The first branch of the order in Cleveland was founded in 1848 when the group's initial meeting and ball was held in the old American House, on lower Superior Ave. Later, Parnell Hall, on the east side of Superior viaduct, became the Hibernians' best know meeting place.

Some of the best known Cleveland Irishmen belonged to the Ancient Order of Hibernians. Old records disclose the names of Patrick McKenney, one-time county treasurer; Judge Martin A. Foran, Judge Thomas P. Kennedy, Hugh Bambrick, P. J. Brogan, William Gaven, grocers; Patrick J. Callaghan, contractor; Mayor John Farley.
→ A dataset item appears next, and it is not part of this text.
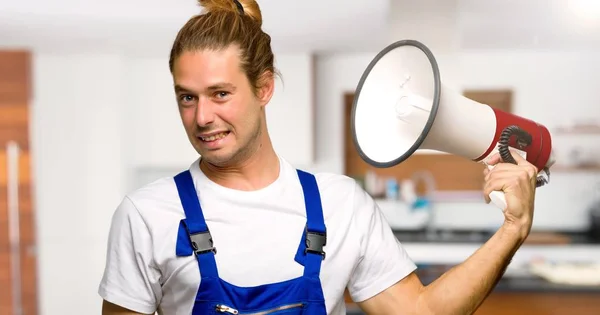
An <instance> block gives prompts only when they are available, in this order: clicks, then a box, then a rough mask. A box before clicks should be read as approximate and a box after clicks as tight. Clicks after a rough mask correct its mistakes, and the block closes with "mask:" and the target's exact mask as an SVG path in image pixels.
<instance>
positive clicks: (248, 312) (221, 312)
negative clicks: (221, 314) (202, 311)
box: [215, 303, 304, 315]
Others were former Postmaster Michael F. O'Donnell, Dr. Andrew Flower, Dr. A. P. Scully, Dr. Thomas A. Burke, Jerry Horrigan, M. P. Mooney, Daniel Conway, Thomas F. McGrath and the late John Walsh, who died several months ago at the age of 94 and who held membership in the Hibernians for 67 years.

Two Clevelanders became national presidents of the organization: Martin L. Sweeney, from 1927 to 1931, and Michael McGrath, who served from 1946 to 1950. James P. Mooney, member of the Cuyahoga County Soldiers and Sailors Relief Commission, served four years as national historian. Charles J. Rooney served two years as national director.

Assistant Law Director John Quinn is now state president and Assistant Law Director Robert E. Sweeney is county president.